一邊說著,一邊眼睛不由自主的轉向身邊的青年,恰好與他視線對了個正著。
對於這個名字,實在是太過熟悉,代入感太強,導致羅槿很難跟也叫做‘杜若’的人正常相處下去,怎麼都會有些尷尬詭異的氣氛,就算不是刻意為之,狀態上也難免有些疏離。
因為太肯定尋到‘攻略目標’的規律和感受,所以跟眼前一個不是杜若的人叫杜若,實在是彆扭。
那感覺,大概與偶爾翻到一本合口味的小說,開心的看完之後,忽然發現裡面主角的名字跟昨天剛搬來的、隔壁家鄰居吵到死的熊孩子名字重合一樣……
差不多的感覺,就是格外詭異的代入感,止不住的排斥……
羅槿的表現變化杜若不是沒看在眼裡,明明昨晚對自己還十分體貼,現下就有了這般明顯的距離。
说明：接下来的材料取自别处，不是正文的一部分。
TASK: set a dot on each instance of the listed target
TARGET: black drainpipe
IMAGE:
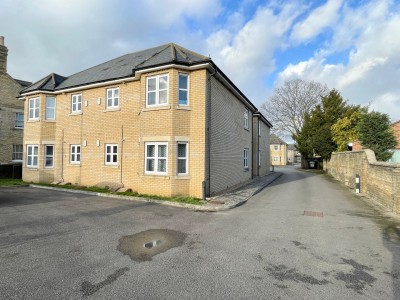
(209, 130)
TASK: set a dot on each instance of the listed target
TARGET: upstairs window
(19, 120)
(113, 98)
(183, 89)
(50, 108)
(33, 108)
(157, 90)
(76, 103)
(246, 119)
(111, 154)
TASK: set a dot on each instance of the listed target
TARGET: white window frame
(50, 108)
(157, 91)
(246, 158)
(74, 154)
(19, 120)
(110, 154)
(46, 156)
(31, 156)
(33, 108)
(246, 118)
(180, 158)
(156, 158)
(18, 152)
(183, 89)
(76, 102)
(114, 97)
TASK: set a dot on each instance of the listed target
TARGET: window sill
(157, 176)
(182, 177)
(183, 107)
(112, 109)
(156, 107)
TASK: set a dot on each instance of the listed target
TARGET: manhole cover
(313, 213)
(144, 245)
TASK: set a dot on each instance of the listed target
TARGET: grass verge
(11, 182)
(179, 199)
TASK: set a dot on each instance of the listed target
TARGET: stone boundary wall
(380, 181)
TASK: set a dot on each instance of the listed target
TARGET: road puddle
(144, 245)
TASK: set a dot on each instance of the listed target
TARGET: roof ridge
(158, 52)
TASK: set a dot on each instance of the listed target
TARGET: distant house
(278, 151)
(11, 113)
(293, 156)
(356, 145)
(164, 121)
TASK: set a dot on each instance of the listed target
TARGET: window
(32, 152)
(50, 108)
(49, 156)
(156, 158)
(246, 158)
(76, 103)
(111, 154)
(19, 120)
(33, 108)
(17, 152)
(246, 119)
(183, 89)
(75, 154)
(113, 98)
(157, 90)
(182, 158)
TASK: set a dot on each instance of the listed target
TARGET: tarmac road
(303, 237)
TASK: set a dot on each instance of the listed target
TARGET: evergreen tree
(376, 134)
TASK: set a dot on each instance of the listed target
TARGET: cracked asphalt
(57, 245)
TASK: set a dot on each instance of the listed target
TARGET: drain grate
(313, 213)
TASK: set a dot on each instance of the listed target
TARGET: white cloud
(321, 18)
(373, 65)
(246, 55)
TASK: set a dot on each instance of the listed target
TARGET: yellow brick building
(160, 121)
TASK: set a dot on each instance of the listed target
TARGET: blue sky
(353, 46)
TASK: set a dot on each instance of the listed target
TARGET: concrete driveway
(303, 237)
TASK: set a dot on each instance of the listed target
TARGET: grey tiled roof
(121, 67)
(23, 82)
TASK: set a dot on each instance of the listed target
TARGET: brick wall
(380, 181)
(130, 127)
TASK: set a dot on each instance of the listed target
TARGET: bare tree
(287, 107)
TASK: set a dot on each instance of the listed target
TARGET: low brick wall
(380, 181)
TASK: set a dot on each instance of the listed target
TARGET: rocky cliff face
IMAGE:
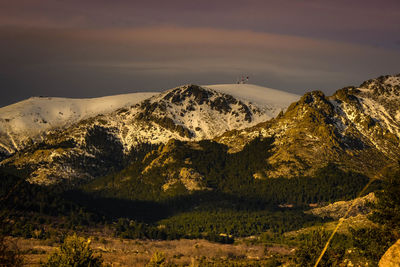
(100, 144)
(391, 257)
(356, 128)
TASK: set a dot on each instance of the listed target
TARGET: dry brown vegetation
(125, 252)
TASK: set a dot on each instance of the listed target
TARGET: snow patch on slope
(257, 94)
(28, 118)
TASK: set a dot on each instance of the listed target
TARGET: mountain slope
(31, 118)
(357, 128)
(262, 96)
(83, 150)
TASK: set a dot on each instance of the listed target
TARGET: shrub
(9, 254)
(75, 251)
(158, 259)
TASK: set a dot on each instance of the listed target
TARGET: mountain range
(57, 140)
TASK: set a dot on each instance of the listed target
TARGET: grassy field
(126, 252)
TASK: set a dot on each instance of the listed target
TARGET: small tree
(76, 252)
(157, 260)
(9, 253)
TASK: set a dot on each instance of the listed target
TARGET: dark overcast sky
(91, 48)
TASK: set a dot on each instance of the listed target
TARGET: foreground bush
(76, 252)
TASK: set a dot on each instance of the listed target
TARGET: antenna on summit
(243, 80)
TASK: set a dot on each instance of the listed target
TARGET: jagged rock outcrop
(391, 258)
(356, 128)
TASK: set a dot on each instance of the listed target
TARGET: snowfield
(258, 95)
(33, 118)
(37, 114)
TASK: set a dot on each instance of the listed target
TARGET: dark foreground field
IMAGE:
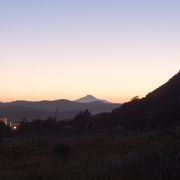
(101, 156)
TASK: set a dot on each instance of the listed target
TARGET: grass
(103, 156)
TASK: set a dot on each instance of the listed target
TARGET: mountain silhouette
(17, 110)
(90, 98)
(160, 108)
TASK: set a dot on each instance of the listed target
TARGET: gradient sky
(112, 49)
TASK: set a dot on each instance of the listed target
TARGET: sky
(66, 49)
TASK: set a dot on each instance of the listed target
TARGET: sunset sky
(66, 49)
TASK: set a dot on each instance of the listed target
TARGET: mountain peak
(89, 98)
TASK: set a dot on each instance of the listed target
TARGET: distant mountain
(30, 110)
(90, 98)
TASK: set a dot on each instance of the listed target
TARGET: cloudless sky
(112, 49)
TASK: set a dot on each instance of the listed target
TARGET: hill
(90, 98)
(30, 110)
(158, 109)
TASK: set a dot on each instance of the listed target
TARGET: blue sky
(51, 49)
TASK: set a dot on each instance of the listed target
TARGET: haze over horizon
(66, 49)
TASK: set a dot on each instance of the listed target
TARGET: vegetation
(139, 141)
(127, 156)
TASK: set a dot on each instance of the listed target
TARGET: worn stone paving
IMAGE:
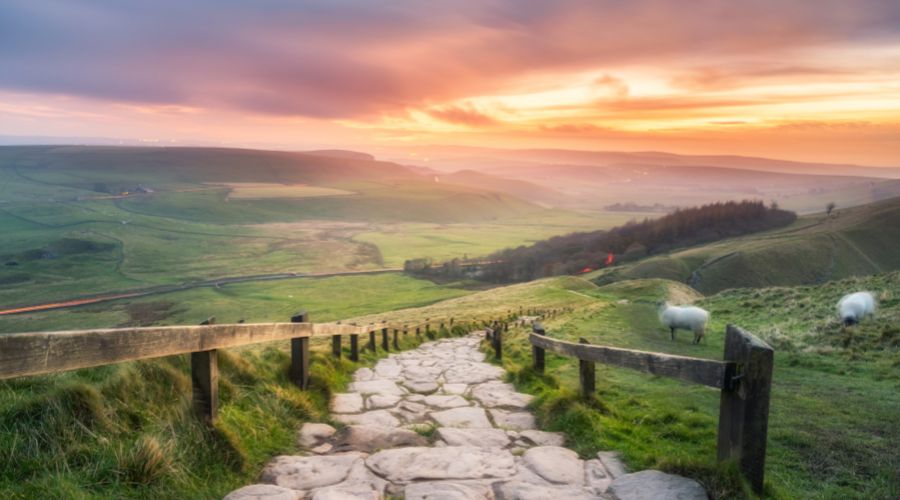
(437, 422)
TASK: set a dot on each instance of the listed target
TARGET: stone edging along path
(475, 440)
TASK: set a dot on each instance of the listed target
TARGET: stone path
(437, 422)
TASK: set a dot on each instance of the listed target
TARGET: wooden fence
(27, 354)
(744, 379)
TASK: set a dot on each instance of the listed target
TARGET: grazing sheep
(855, 306)
(686, 317)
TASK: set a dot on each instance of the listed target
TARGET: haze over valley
(498, 250)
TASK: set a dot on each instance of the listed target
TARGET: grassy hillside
(127, 430)
(815, 249)
(139, 217)
(333, 297)
(817, 448)
(111, 426)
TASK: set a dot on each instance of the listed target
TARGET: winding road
(156, 290)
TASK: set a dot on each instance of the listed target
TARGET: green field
(71, 230)
(326, 298)
(127, 430)
(440, 242)
(815, 249)
(818, 447)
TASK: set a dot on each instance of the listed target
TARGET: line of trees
(578, 252)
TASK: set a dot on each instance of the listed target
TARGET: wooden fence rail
(744, 378)
(28, 354)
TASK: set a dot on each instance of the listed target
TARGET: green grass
(815, 249)
(832, 428)
(399, 242)
(324, 298)
(127, 431)
(188, 230)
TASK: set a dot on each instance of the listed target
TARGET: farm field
(328, 298)
(815, 249)
(398, 242)
(77, 222)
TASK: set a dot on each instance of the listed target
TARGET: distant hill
(522, 189)
(816, 249)
(454, 157)
(194, 184)
(593, 180)
(341, 153)
(201, 164)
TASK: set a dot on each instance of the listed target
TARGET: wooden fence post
(354, 345)
(300, 354)
(537, 353)
(744, 404)
(587, 374)
(336, 346)
(205, 381)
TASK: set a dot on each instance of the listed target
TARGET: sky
(814, 80)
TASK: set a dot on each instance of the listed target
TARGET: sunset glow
(815, 80)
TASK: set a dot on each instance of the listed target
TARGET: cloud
(459, 115)
(354, 58)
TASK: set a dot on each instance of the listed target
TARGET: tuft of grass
(146, 462)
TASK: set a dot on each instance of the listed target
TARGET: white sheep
(854, 307)
(686, 317)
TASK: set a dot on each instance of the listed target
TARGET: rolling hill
(592, 180)
(815, 249)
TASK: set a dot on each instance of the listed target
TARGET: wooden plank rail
(28, 354)
(744, 378)
(701, 371)
(23, 354)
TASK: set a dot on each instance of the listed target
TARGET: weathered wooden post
(205, 382)
(587, 374)
(744, 404)
(336, 344)
(498, 342)
(354, 345)
(537, 353)
(300, 354)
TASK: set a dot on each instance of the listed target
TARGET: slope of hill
(815, 249)
(193, 165)
(518, 188)
(817, 449)
(592, 180)
(455, 157)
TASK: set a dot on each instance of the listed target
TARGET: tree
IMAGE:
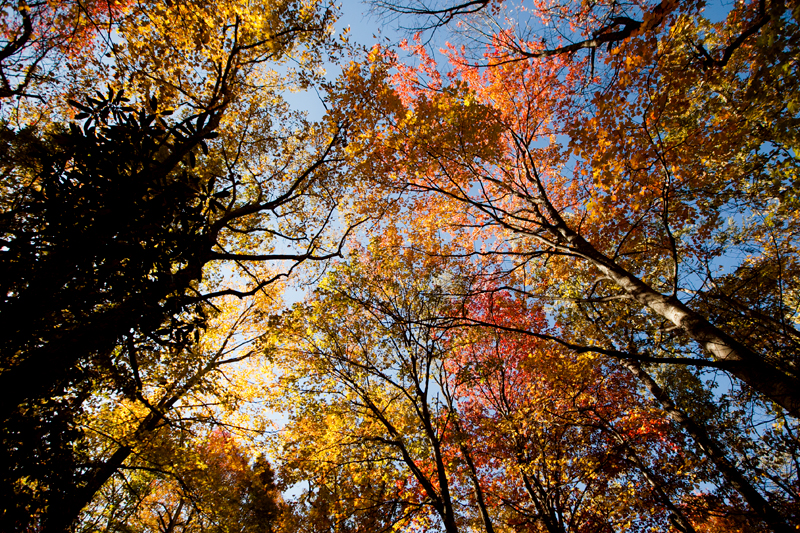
(488, 428)
(112, 230)
(626, 177)
(639, 193)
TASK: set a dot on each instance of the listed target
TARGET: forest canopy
(535, 267)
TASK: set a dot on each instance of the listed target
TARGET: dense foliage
(545, 271)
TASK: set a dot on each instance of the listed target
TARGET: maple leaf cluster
(540, 277)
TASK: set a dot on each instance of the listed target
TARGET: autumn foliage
(535, 269)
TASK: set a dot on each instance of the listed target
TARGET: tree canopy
(535, 268)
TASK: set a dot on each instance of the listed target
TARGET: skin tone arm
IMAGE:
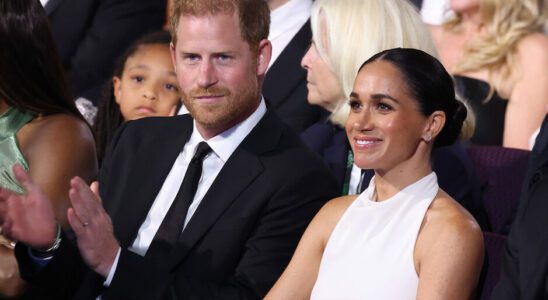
(448, 252)
(57, 148)
(300, 275)
(529, 95)
(29, 218)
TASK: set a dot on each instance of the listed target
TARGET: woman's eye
(137, 78)
(383, 106)
(170, 87)
(354, 105)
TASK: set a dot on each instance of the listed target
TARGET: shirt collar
(225, 143)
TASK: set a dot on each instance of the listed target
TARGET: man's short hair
(254, 16)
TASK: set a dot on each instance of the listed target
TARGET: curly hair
(505, 23)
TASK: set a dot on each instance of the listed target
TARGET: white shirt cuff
(112, 269)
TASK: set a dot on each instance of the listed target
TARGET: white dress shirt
(223, 145)
(285, 22)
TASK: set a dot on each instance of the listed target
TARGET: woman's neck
(389, 183)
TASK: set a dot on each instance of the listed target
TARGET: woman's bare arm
(57, 148)
(300, 275)
(529, 95)
(448, 253)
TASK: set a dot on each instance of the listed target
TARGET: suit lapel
(52, 5)
(151, 167)
(286, 72)
(239, 171)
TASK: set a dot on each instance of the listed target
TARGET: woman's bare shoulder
(60, 138)
(445, 211)
(447, 224)
(58, 129)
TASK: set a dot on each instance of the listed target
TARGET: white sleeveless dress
(369, 255)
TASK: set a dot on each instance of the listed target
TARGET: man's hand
(28, 217)
(92, 226)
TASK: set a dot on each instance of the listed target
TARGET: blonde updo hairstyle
(348, 32)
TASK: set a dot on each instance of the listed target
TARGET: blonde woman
(499, 55)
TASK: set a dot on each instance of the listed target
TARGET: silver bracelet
(56, 242)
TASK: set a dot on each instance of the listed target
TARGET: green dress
(10, 122)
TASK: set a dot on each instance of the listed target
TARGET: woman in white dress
(403, 237)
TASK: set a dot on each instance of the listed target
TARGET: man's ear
(264, 54)
(173, 54)
(434, 125)
(117, 88)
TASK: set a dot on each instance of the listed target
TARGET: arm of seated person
(264, 255)
(57, 148)
(299, 277)
(449, 252)
(529, 95)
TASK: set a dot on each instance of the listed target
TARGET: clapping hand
(92, 226)
(28, 217)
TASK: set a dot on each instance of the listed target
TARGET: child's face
(148, 86)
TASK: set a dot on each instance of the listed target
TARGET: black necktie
(173, 222)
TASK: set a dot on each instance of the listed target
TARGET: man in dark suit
(259, 185)
(91, 34)
(285, 81)
(525, 262)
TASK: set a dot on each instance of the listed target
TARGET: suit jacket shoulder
(285, 84)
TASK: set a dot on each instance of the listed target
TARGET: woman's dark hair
(430, 85)
(109, 117)
(32, 77)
雖然態度如常,沒有對自己生出厭惡,‘杜若’心中也依舊對他存有巨大好感,可看見羅槿在自己身邊有些不自在的樣子,他也說不出的彆扭。
或許是自己的名字不對勁,特別難聽?
而且,比起羅槿對擎蒼解釋的肚子餓,杜若現在更強烈的感覺是——口渴。還是茶水解決不了的口渴,像是什麼癮發作一般,自喉嚨深處開始、極其渴望著什麼東西的口渴。
擎蒼對兩人間微妙的轉變挑了挑眉,靜靜坐在桌子另一邊,一同解決起桌上的飯菜來。
小城的粥食好像是一道特色,可擎蒼並不覺得它好喝到能讓對面名喚‘杜若’的人一直往喉嚨里灌。沒有任何咀嚼動作,也沒有多少停頓,持續性的下咽著。
慢慢的,另外兩人的注意力都不再餐桌上,而是轉移到了不停喝東西的人身上。
被四隻眼睛同時矚目,再遲鈍也能感覺得到,杜若藏在碗後的眼睛慢慢向外看了看,意識到自己的失態後、立刻一下子將粥碗撂到桌上,清亮的雙眸回看著羅槿。
吞咽持續了許久,總算將口渴的感覺壓下了些許:“師……仙、仙師。”
“吃飽了?”因為‘杜若’略顯侷促的動作,羅槿稍稍放鬆了面上表情、關切問道。
雖然還是難以叫出他的名字,但好歹經了一晚上鋪墊,稍稍能重新正視這個小白楊一般的外門弟子了。
“那就不再耽擱的上路吧。”待杜若點頭回應,羅槿便與擎蒼對視了一眼,如此說道。
由於蘇葉的疏忽,現在唯一可行的就是御劍前行,本以為這樣更能提前到達極北之地,可看眼前杜若的樣子,內里修為太差,恐怕難以承受長時間趕路帶來的疲倦,路上經常休息才可以。
這般計算下來,一行人耗費的時間也沒比想像中三個月時長少到哪去。
不僅受累,跟乘坐法器到達的時間相差不大,還額外增加了風險——雖然羅槿並不覺得半道會有人來找一個外門弟子的麻煩。
只期盼前往極北之地的路上可以經過又差不多、修真世家管轄的城鎮吧,在那些地方,能買到其他更合適的工具也說不定。
打賞給店裡夥計足以讓他露出門牙的賞錢,清早街道上也沒有多少路人經過。
三人走到客棧一旁安靜的小巷子裡,羅槿輕念口訣,便有一道白色光亮閃過,佩劍忽現、安穩的躺在半空中。